Legendary value investor Benjamin Graham is probably most famous for his Mr. Market parable. In the story, an investor is greeted each day by Mr. Market, who offers to purchase the investor’s stocks. Every offer is different, and sometimes the price is insanely high, sometimes it seems fair, and other times it is clearly too low. But one thing remains the same – the intrinsic value of the investments does not change. As a result, the investor is left to decide when to buy and sell based on the relationship between the intrinsic value and the price Mr. Market is offering.
All value investors today should keep the analogy in mind, and implement the overall concept.
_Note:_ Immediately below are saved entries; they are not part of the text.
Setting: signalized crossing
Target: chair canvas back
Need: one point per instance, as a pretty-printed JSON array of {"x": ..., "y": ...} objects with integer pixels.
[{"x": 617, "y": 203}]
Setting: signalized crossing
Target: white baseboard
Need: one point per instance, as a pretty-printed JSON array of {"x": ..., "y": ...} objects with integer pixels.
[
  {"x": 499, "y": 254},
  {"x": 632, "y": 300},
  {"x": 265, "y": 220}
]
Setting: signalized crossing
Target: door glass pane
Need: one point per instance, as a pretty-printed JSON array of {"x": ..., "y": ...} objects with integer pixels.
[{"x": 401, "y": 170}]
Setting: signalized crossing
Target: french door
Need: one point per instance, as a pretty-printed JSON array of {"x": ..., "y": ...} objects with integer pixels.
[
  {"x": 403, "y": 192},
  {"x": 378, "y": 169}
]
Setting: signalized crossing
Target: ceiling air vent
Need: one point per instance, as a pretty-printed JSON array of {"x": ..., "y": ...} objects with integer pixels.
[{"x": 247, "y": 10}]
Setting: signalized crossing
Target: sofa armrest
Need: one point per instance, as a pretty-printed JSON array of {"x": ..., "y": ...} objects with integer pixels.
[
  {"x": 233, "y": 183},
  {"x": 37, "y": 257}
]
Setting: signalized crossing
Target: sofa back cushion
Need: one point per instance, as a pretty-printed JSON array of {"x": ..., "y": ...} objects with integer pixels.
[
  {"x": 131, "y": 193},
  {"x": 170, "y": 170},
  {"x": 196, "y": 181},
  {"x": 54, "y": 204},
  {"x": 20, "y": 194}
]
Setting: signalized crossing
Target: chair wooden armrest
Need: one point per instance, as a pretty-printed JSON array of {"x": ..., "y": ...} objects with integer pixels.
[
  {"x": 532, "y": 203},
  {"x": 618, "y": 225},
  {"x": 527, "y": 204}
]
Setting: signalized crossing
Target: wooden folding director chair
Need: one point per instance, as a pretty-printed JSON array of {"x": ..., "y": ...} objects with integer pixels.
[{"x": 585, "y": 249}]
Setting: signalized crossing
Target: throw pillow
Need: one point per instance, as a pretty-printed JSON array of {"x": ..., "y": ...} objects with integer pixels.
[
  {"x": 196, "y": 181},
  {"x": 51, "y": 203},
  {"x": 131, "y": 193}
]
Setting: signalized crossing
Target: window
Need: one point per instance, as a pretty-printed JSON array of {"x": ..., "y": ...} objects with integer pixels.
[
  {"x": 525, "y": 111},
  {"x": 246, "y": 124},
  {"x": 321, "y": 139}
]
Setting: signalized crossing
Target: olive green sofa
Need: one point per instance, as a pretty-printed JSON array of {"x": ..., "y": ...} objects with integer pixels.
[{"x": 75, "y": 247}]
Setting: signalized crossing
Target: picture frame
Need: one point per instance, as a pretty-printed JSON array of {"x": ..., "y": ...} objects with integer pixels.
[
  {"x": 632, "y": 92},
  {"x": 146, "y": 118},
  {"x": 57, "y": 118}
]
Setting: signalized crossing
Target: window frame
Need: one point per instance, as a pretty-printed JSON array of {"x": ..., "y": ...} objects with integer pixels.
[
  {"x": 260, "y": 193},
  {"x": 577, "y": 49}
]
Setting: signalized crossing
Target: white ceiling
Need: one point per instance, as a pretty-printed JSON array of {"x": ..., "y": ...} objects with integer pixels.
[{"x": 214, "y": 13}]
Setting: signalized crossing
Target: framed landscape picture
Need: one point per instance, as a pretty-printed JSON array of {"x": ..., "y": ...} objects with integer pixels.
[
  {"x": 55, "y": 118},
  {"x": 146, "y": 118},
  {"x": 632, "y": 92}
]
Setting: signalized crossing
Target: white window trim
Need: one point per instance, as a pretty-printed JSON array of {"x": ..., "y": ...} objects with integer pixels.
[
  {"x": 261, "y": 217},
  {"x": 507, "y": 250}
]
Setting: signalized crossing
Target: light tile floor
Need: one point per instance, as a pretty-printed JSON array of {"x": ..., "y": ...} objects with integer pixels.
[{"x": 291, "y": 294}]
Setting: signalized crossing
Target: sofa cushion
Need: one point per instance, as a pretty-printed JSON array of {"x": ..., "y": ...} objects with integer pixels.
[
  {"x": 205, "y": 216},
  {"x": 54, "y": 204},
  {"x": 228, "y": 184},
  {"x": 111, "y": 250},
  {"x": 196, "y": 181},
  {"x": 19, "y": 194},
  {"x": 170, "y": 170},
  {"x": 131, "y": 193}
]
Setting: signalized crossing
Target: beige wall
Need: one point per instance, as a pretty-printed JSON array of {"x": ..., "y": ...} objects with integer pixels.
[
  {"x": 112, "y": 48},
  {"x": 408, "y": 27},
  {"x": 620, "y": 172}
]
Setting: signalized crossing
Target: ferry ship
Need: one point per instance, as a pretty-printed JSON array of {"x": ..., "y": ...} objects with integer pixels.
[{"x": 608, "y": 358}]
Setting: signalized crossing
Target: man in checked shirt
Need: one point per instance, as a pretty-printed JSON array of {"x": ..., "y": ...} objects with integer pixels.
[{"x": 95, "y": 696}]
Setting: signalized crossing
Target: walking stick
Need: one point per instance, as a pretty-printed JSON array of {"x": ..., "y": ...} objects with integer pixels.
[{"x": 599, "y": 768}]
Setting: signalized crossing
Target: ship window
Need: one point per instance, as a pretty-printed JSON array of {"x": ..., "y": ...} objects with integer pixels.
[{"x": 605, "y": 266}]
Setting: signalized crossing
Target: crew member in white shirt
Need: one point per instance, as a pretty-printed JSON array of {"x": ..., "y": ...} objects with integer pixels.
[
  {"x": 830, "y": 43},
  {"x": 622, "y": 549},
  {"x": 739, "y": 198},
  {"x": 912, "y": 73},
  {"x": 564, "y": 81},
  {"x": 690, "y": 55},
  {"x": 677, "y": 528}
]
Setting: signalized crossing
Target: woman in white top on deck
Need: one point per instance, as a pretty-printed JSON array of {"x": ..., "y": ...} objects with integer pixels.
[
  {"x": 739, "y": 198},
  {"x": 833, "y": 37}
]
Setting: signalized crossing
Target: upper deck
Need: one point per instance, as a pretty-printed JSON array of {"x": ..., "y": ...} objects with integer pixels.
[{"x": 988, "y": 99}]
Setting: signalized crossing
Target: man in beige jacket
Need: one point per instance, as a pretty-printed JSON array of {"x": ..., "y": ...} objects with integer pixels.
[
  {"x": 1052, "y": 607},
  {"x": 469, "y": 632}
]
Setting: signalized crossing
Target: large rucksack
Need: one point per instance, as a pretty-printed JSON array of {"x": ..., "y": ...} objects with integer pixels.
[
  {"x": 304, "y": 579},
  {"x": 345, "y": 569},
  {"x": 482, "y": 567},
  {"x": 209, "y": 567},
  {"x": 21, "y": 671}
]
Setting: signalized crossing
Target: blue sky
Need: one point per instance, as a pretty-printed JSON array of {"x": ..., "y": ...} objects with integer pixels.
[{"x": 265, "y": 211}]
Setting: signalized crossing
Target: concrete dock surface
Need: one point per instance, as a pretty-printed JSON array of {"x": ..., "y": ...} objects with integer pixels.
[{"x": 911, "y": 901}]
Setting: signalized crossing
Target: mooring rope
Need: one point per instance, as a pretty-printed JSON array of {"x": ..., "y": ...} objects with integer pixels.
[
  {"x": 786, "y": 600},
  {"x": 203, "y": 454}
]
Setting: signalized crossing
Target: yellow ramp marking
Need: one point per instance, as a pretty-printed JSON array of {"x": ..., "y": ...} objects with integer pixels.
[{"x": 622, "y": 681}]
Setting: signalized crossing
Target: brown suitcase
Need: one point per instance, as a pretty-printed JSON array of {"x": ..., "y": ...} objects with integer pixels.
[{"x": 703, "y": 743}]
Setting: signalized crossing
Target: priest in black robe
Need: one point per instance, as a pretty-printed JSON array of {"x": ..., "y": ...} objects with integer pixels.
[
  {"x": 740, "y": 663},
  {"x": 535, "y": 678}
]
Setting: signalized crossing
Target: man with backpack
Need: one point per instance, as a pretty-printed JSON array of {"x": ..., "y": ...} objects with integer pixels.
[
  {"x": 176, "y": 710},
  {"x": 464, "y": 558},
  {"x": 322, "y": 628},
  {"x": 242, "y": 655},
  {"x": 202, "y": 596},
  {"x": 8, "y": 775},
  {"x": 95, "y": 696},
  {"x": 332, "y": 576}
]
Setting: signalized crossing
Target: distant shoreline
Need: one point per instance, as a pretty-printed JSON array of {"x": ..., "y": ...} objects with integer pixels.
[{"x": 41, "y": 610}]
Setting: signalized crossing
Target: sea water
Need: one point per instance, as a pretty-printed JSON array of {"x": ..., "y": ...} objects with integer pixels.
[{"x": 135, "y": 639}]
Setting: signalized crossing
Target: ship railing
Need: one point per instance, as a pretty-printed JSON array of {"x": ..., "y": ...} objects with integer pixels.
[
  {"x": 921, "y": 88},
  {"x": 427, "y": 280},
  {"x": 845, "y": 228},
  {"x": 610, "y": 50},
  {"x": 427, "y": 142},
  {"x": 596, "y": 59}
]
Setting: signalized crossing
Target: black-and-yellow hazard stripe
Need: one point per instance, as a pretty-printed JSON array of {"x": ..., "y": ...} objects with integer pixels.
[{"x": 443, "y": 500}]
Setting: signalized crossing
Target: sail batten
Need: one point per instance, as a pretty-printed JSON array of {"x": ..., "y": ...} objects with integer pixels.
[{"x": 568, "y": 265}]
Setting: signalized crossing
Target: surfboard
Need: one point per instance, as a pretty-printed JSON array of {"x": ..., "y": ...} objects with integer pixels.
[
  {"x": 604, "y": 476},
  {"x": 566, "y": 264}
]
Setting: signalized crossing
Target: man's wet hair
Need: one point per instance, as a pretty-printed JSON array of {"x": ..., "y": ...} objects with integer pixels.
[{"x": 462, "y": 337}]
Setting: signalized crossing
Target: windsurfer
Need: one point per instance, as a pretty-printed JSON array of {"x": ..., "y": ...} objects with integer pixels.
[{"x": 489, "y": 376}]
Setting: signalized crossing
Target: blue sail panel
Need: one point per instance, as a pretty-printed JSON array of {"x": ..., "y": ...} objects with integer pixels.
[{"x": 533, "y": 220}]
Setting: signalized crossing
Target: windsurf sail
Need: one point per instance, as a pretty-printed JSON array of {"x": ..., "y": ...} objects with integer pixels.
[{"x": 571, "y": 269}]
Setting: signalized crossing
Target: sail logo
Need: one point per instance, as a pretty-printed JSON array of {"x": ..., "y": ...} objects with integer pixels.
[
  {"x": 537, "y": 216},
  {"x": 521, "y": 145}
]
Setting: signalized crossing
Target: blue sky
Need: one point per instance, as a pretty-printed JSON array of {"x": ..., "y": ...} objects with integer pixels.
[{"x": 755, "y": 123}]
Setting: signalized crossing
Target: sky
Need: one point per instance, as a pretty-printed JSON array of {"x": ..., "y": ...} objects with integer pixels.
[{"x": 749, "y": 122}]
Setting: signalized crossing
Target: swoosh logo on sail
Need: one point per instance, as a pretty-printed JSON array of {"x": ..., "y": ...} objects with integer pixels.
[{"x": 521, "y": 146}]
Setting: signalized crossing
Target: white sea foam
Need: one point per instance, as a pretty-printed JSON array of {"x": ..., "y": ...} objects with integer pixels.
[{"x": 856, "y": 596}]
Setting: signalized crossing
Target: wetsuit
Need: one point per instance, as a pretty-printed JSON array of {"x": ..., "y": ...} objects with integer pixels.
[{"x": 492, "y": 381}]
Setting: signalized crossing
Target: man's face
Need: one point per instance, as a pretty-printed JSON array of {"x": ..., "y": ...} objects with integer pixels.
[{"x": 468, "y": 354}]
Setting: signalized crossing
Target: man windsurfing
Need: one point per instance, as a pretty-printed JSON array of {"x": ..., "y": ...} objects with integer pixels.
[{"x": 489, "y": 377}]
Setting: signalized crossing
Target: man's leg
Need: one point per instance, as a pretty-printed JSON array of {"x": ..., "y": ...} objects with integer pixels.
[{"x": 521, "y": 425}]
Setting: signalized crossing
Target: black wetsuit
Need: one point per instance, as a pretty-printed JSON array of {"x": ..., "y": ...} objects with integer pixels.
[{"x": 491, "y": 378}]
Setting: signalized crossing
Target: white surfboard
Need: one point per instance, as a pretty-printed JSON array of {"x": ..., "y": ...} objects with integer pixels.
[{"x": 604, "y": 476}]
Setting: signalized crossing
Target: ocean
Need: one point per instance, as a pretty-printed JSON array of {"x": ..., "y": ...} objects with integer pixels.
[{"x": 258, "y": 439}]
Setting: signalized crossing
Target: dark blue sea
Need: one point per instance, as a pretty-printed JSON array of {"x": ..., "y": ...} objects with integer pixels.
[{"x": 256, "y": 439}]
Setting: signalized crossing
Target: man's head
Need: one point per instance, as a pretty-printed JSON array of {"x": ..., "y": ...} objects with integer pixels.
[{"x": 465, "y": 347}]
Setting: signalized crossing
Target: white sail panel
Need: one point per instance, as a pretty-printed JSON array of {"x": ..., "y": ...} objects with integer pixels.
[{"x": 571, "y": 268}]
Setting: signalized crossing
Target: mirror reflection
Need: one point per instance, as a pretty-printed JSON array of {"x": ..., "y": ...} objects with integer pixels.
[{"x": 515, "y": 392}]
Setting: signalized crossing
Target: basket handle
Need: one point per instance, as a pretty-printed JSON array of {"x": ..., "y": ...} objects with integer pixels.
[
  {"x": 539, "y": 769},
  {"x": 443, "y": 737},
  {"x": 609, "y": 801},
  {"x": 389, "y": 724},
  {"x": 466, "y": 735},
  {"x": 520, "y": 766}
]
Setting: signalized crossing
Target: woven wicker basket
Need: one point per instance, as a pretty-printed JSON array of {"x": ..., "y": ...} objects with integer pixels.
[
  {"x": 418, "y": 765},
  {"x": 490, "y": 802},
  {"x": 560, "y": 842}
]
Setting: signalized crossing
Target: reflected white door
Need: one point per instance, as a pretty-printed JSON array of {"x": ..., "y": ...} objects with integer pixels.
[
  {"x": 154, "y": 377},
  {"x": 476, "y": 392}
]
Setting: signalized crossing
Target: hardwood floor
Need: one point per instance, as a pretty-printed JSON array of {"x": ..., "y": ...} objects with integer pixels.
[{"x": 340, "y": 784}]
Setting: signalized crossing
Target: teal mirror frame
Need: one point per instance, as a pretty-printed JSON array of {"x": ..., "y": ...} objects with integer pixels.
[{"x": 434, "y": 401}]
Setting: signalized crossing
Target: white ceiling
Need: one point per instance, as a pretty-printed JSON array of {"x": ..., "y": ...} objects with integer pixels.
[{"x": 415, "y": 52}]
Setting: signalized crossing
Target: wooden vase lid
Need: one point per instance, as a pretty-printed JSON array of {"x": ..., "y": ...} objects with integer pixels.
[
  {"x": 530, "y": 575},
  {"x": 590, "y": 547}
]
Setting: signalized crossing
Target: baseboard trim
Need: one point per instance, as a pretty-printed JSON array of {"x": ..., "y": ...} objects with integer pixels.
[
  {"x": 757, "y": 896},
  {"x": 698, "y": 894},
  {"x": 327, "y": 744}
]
To assist in that goal, ModernGraham has various tools available, and the infographic shown above is one of them, displaying a summary of the valuations of 505 companies reviewed by ModernGraham. Each valuation can be found in the Valuation Index, available for free, or premium members can access more detailed information including screens and tables of the valuations.
This month, out of the 505 companies reviewed by ModernGraham, the average PEmg ratio (price over normalized earnings) is 25.79 and the average company is trading at 88.03% of its intrinsic value. Last month, the average PEmg ratio was also 25.79 and the average company was trading at 92.72% of its intrinsic value.
The highest PEmg average we have seen while tracking this information was 26.17 in December 2014 while the lowest PEmg average was 24.29 in October 2014. The highest average intrinsic value was 93.48% in January 2015 and the lowest average intrinsic value was 88.03% in March 2015.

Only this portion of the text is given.